1849’da Kavalalı Mehmet Ali Paşa’nın vefatı üzerine yerine
geçen Abbas Halim Paşa tarafından Sudan’da bir göreve tayin edildi. Bu görevi
kabul etmeyince Asvan’a sürgün edildi. Hapsedilerek Zeynep Hanım’dan boşanmaya
ve Mısır’daki mallarından vazgeçmeye zorlandı. Sürgündeki üçüncü ayın sonunda
sadrazam Mustafa Reşit Paşa'ya bir dilekçe göndererek durumunu aktardı. Padişah
Abdülmecit’in fermanıyla hapisten çıkıp İstanbul’a gidebildi. Eşi Zeynep Hanım
ile Reşit Paşa ve sultan Abdülaziz’in girişimleri sonucu İstanbul’da
buluşabildi.
Osmanlı Devleti’ndeki Hizmetleri
Adliye işlerini yürütmek için kurulan Meclis-i Vâlâ’ya üye
tayin edildi ve ardından bu görevine ilave olarak eğitim işleri ile ilgilenen
Meclis-i Maarif-i Umumiye üyeliğine getirildi. Bu arada Encümen-i Daniş’in
dahili üyeleri arasında girdi. 1853’te kısa bir süre Ticâret Nâzırlığında
bulundu. 1854’te ikinci defâ Ticâret Nâzırlığına getirilen Kâmil Paşa, aynı yıl
Meclis-i Âlî-i Tanzimat başkanı oldu. Bir ay sonra Meclis-i Vâlâ-yı Âhkâm-ı
Adliyye başkanlığına getirildi.
Süveyş Kanalı imtiyazının Fransızlara verilmesinin Mısır’a
yabancı müdahalesini arttıracağı düşüncesindeki Paşa, konağında yapılan bir
Meclis-i Vükela toplantısında alınan kararla, imtiyazın iptali için
kayınbiraderi olan Mısır valisi Said Paşa’ya bir mektup yazdı. Mektup Fransız
elçisinin eline geçince Reşit Paşa sadrazamlıktan, Yusuf Kamil Paşa Meclis-i
Vâlâ-yı Âhkâm-ı Adliyye başkanlığından istifa etmek zorunda kaldı.
1857’de tekrar Meclis-i Vâlâ başkanlığına getirildi. İki yıl
bu vazifeyi yürüten Kâmil Paşa, istifa edip Mısır’a gitti.

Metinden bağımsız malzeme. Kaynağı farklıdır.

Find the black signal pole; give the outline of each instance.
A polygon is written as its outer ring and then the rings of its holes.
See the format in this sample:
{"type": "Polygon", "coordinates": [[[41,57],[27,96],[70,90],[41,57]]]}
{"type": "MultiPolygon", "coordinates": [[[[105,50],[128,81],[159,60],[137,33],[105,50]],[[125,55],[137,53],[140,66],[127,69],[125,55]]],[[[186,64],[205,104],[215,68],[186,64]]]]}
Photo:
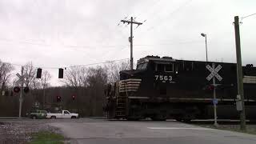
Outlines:
{"type": "Polygon", "coordinates": [[[137,22],[134,21],[134,18],[131,17],[130,18],[130,21],[127,21],[127,20],[121,20],[121,22],[122,22],[123,23],[128,23],[130,24],[130,36],[129,38],[129,42],[130,43],[130,70],[134,69],[134,56],[133,56],[133,24],[136,24],[138,25],[138,26],[139,25],[142,25],[142,22],[137,22]]]}
{"type": "Polygon", "coordinates": [[[235,46],[237,54],[238,99],[239,101],[241,100],[242,102],[242,110],[240,110],[240,128],[242,130],[246,130],[238,16],[234,17],[234,24],[235,32],[235,46]]]}

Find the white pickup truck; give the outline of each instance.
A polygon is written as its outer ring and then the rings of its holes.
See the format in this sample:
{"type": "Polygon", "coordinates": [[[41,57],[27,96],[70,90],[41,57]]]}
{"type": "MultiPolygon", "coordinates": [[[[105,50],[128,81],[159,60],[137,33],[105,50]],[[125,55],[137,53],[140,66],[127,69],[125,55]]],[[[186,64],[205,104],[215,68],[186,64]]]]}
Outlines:
{"type": "Polygon", "coordinates": [[[70,113],[68,110],[62,110],[62,113],[47,113],[47,118],[78,118],[78,114],[70,113]]]}

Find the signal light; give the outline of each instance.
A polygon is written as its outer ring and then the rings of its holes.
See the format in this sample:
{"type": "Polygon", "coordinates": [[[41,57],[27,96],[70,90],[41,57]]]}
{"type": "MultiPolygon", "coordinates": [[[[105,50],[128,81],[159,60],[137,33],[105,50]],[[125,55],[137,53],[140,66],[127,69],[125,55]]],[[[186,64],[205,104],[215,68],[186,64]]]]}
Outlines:
{"type": "Polygon", "coordinates": [[[213,85],[210,85],[208,86],[208,90],[213,90],[214,89],[214,86],[213,85]]]}
{"type": "Polygon", "coordinates": [[[57,96],[57,102],[61,102],[61,101],[62,101],[62,97],[57,96]]]}
{"type": "Polygon", "coordinates": [[[63,69],[58,69],[58,78],[63,78],[63,69]]]}
{"type": "Polygon", "coordinates": [[[14,88],[14,93],[18,93],[20,90],[21,90],[21,89],[20,89],[18,86],[15,86],[15,87],[14,88]]]}
{"type": "Polygon", "coordinates": [[[29,87],[25,87],[24,88],[24,93],[28,93],[28,92],[30,92],[30,88],[29,87]]]}
{"type": "Polygon", "coordinates": [[[38,68],[37,71],[37,78],[41,78],[42,69],[38,68]]]}

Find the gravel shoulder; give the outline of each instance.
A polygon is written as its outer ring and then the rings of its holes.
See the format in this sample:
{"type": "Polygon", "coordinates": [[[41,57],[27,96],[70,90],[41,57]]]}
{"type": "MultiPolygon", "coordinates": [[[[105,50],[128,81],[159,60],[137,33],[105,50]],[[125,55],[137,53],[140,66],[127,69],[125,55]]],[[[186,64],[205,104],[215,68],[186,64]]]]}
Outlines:
{"type": "Polygon", "coordinates": [[[219,129],[230,131],[236,131],[241,133],[246,133],[250,134],[256,134],[256,125],[246,125],[246,131],[242,131],[240,130],[240,125],[218,125],[218,127],[215,127],[214,125],[206,125],[199,124],[202,127],[219,129]]]}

Abdülaziz padişah
olduktan sonra yeniden İstanbul’a geldi.
Sadrazamlığı
Suriye’de bulunan Keçecizade Fuad Paşa sadrazamlığa
getirilince sadrazam kaymakam oldu ve bu dönemde ortaya çıkan mali krizi, kendi
hazinesinden bir miktar altını piyasaya sürerek önledi. Fuat Paşa’nın 1863’teki
istifasından sonra padişah Sultan Abdülaziz’den devlet işlerine fazla müdahale
etmemesi konusunda güvence alan Yusuf Kâmil Bey sadrazamlığa getirildi. Âli
Paşa’nın Hariciye Nazırlığı’nda kalmasını sağladı, Ali Fuat Paşa’yı kendisinden
boşalan Meclis-i Vâlâ başkanlığına getirdi.

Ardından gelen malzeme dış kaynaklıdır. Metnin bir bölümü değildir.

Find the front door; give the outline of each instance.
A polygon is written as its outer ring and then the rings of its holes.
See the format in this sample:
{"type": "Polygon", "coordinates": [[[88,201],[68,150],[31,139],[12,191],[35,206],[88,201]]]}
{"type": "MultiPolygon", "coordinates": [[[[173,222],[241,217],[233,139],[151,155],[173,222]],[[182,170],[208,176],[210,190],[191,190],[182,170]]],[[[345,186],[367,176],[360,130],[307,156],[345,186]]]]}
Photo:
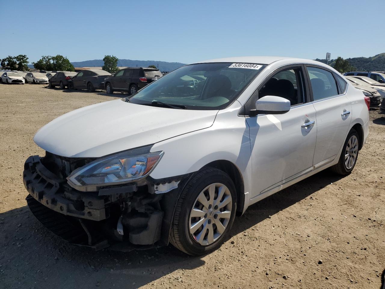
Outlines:
{"type": "Polygon", "coordinates": [[[280,96],[289,100],[291,105],[286,113],[246,118],[253,167],[251,198],[312,169],[317,124],[305,75],[301,66],[281,69],[258,89],[259,98],[280,96]]]}
{"type": "MultiPolygon", "coordinates": [[[[313,161],[317,167],[331,162],[340,153],[350,124],[352,106],[345,94],[346,84],[343,87],[339,87],[331,71],[316,66],[308,66],[306,69],[317,114],[317,143],[313,161]]],[[[345,81],[342,79],[338,80],[341,81],[341,84],[345,81]]]]}

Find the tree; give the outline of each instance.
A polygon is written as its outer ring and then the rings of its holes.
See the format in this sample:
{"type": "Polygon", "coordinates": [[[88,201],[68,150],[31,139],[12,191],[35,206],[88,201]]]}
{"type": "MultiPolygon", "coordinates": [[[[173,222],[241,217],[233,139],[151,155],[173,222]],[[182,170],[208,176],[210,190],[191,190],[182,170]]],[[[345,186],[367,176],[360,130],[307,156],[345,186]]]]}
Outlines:
{"type": "Polygon", "coordinates": [[[356,70],[356,68],[350,65],[349,60],[338,56],[334,63],[334,69],[341,73],[356,70]]]}
{"type": "Polygon", "coordinates": [[[8,66],[11,70],[24,71],[28,70],[28,57],[26,55],[20,54],[17,56],[8,56],[1,60],[2,66],[8,66]]]}
{"type": "Polygon", "coordinates": [[[103,61],[104,62],[104,65],[103,66],[102,69],[108,71],[110,73],[115,73],[119,70],[117,67],[117,57],[113,55],[105,55],[103,61]]]}
{"type": "Polygon", "coordinates": [[[15,57],[17,62],[17,70],[19,71],[29,71],[28,57],[25,54],[19,54],[15,57]]]}
{"type": "Polygon", "coordinates": [[[42,56],[36,62],[32,62],[35,69],[49,71],[74,71],[75,68],[68,59],[62,55],[42,56]]]}

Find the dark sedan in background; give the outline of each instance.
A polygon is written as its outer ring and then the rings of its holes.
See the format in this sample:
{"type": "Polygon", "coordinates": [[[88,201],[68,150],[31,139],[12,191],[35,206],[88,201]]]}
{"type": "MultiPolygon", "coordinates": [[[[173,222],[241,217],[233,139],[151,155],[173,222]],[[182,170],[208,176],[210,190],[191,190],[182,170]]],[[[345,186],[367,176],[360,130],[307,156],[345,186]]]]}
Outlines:
{"type": "Polygon", "coordinates": [[[68,88],[87,89],[90,92],[95,91],[95,89],[104,89],[104,79],[110,76],[110,73],[104,70],[82,70],[72,79],[68,80],[68,88]]]}
{"type": "Polygon", "coordinates": [[[105,90],[107,93],[112,93],[116,91],[127,91],[130,94],[133,94],[162,76],[162,72],[156,68],[127,67],[121,69],[113,76],[105,79],[105,90]]]}
{"type": "Polygon", "coordinates": [[[68,81],[76,75],[76,72],[71,71],[58,71],[49,79],[49,87],[54,88],[60,86],[62,89],[68,86],[68,81]]]}

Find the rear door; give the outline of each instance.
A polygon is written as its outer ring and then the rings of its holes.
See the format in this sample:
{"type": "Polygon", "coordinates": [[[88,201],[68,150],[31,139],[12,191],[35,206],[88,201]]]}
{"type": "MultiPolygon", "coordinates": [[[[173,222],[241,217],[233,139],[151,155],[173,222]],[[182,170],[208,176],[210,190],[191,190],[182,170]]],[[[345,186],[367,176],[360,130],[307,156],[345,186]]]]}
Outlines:
{"type": "Polygon", "coordinates": [[[122,89],[128,91],[130,89],[130,84],[131,83],[131,79],[132,77],[133,71],[132,68],[127,68],[124,69],[124,74],[123,74],[122,82],[122,89]]]}
{"type": "Polygon", "coordinates": [[[81,89],[85,88],[85,85],[84,84],[84,79],[85,72],[87,72],[86,70],[82,70],[77,74],[76,77],[74,77],[72,80],[74,81],[74,88],[77,88],[81,89]]]}
{"type": "MultiPolygon", "coordinates": [[[[313,161],[316,168],[331,162],[340,153],[352,119],[352,106],[345,95],[346,86],[339,87],[335,78],[337,76],[316,66],[306,68],[316,113],[317,141],[313,161]]],[[[346,84],[344,80],[339,80],[346,84]]]]}
{"type": "Polygon", "coordinates": [[[124,69],[121,69],[115,74],[113,77],[112,88],[120,89],[122,87],[123,75],[124,73],[124,69]]]}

Sadrazamlığı döneminde padişahın Mısır seyahatine çıkmasını
sağlaması devrinin önemli olaylarındandır. Mısır’ın Osmanlı Devleti’ne
bağlılığını arttırmaya amaçlayan bu seyahate Fuat Paşa ile birlikte çıkan
Abdülaziz, dönüşünde onu sadrazamlığa getirmiş, Yusuf Kamil Paşa ise tekrar
Meclis-i Ahkâm-ı Adliye başkanlığına getirilmiştir.
Son Yılları
1869’da Mithat Paşa’nın yerine Şura-yı Devlet başkanlığına
getirildi. 27 Şubat 1869-21 Ekim 1871, 4 Ağustos 1872-21 Ağustos 1875 ve 31
Mart 1876-5 Haziran 1876 tarihlerinde 3 kez Şura-yı Devlet başkanlığı yaptı.
Dîvân-ı Ahkâm-ı Adliye Nâzırlığı vazifesini de üstlendi. Hastalığı sebebiyle
1875’te bu vazifeden ayrıldı.
Sultan Abdülaziz'in 30 Mayıs 1876 Darbesi ile tahttan
indirilerek ölmesine çok üzülen Kâmil Paşa, aynı sene İstanbul’da vefât etti.
İstanbul’da yaptırdığı hastanenin bahçesindeki türbesine defnedildi.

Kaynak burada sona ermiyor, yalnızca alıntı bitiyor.